During your procedure, ROSA Knee utilizes a camera and optical trackers
attached to your leg to know exactly where your knee is in space. Think
of it like a very detailed global positioning system (GPS) that you might
use in your car. If your leg moves even a fraction of an inch, the robot
can tell and adjusts accordingly. This helps ensure that the plan your
surgeon put into place is executed as intended. Throughout your surgery,
ROSA Knee provides your surgeon with data about your knee. This information,
combined with your surgeon’s skill, helps them know how to position
your implant based on your unique anatomy.
Following surgery, you will be hospitalized based upon the recovery plan
your surgeon decides is best for you. This hospitalization may range from
one to three days. Recovery time varies, but most people should be able
to drive after two weeks, garden after three to four weeks, and golf after
six to eight weeks. Your surgeon will tell you when and what activities
you can return to, and what activities to avoid.

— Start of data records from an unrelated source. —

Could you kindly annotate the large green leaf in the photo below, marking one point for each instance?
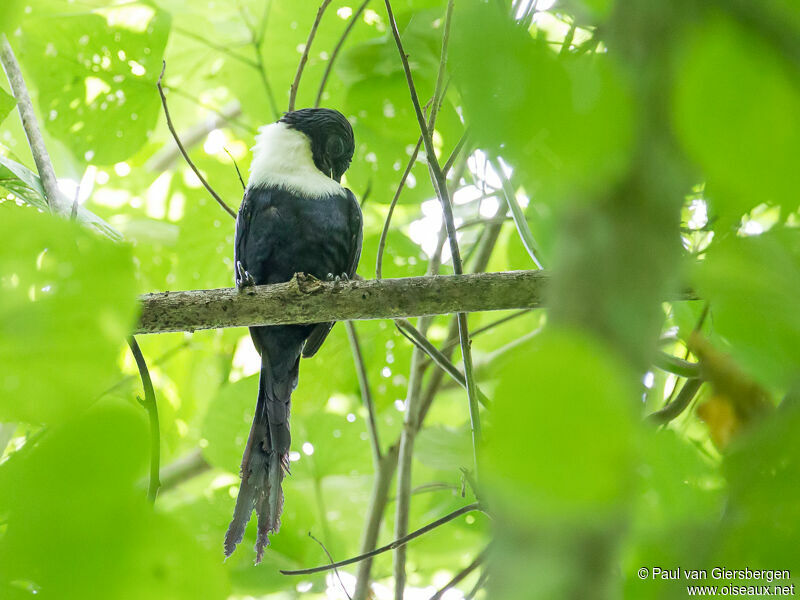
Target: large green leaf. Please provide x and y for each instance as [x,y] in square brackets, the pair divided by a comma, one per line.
[7,104]
[736,112]
[95,74]
[753,285]
[560,445]
[565,124]
[67,304]
[22,182]
[76,495]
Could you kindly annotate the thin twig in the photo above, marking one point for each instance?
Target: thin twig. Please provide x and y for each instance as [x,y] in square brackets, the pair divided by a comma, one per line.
[478,585]
[304,57]
[377,504]
[35,140]
[454,154]
[395,544]
[330,558]
[257,40]
[185,155]
[149,404]
[218,47]
[337,49]
[459,577]
[516,212]
[235,166]
[385,231]
[442,192]
[439,359]
[677,406]
[453,341]
[366,394]
[676,366]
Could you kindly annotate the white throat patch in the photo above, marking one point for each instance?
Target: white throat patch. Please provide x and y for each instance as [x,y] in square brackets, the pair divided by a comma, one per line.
[282,158]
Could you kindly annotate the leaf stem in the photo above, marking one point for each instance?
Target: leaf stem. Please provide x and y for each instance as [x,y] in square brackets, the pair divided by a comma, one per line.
[185,155]
[395,544]
[337,49]
[304,58]
[150,405]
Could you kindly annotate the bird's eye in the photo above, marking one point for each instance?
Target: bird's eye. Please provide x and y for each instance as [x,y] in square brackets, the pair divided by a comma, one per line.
[334,146]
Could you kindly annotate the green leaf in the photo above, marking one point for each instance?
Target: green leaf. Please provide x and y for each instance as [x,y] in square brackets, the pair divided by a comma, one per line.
[565,124]
[753,285]
[66,306]
[736,113]
[95,73]
[22,182]
[561,446]
[7,103]
[76,492]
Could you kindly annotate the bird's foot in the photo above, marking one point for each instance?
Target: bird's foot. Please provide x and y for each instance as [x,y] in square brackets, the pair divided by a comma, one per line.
[243,278]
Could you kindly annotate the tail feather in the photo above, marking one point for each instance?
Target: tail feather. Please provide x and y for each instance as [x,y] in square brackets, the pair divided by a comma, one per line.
[266,458]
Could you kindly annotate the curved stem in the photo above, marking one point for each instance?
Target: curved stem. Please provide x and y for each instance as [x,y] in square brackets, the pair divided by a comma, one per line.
[385,231]
[35,140]
[395,544]
[304,57]
[337,49]
[366,394]
[185,155]
[150,405]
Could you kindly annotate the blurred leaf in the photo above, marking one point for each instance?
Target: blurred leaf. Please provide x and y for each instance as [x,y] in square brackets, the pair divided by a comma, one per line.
[22,182]
[67,305]
[75,494]
[548,405]
[736,113]
[10,12]
[565,124]
[7,101]
[444,448]
[762,522]
[95,73]
[753,284]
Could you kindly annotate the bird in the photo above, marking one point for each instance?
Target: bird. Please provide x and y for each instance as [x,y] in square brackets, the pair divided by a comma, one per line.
[295,217]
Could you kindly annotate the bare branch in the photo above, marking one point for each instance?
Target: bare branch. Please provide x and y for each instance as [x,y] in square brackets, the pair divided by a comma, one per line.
[35,140]
[305,299]
[677,406]
[163,159]
[304,57]
[174,133]
[366,394]
[337,49]
[444,363]
[385,231]
[330,558]
[150,405]
[442,192]
[461,575]
[395,544]
[516,212]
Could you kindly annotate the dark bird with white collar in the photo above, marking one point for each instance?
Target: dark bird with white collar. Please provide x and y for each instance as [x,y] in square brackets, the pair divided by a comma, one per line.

While uncommon, complications can occur during and after surgery. Some
complications include, but are not limited to, infection, blood clots,
implant breakage, malalignment and premature wear, any of which can require
additional surgery. Although implant surgery is extremely successful in
most cases, some patients still experience stiffness and pain. No implant
will last forever, and factors such as your post-surgery activities and
weight can affect longevity. Be sure to discuss these and other risks
with your surgeon.
There are many things that your surgeon may do to minimize the potential
for complications. Your surgeon may have you see a medical physician before
surgery to obtain tests. You may also need to have your dental work up-to-date
and may be shown how to prepare your home to avoid falls.
The decision to have surgery is sometimes difficult. We hope that this
information has helped you understand the ROSA Knee System so that you
can make the best decision for yourself. This information is not intended
to replace the experience and counsel of your orthopedic surgeon. If you
have any further questions, please speak with your orthopedic surgeon.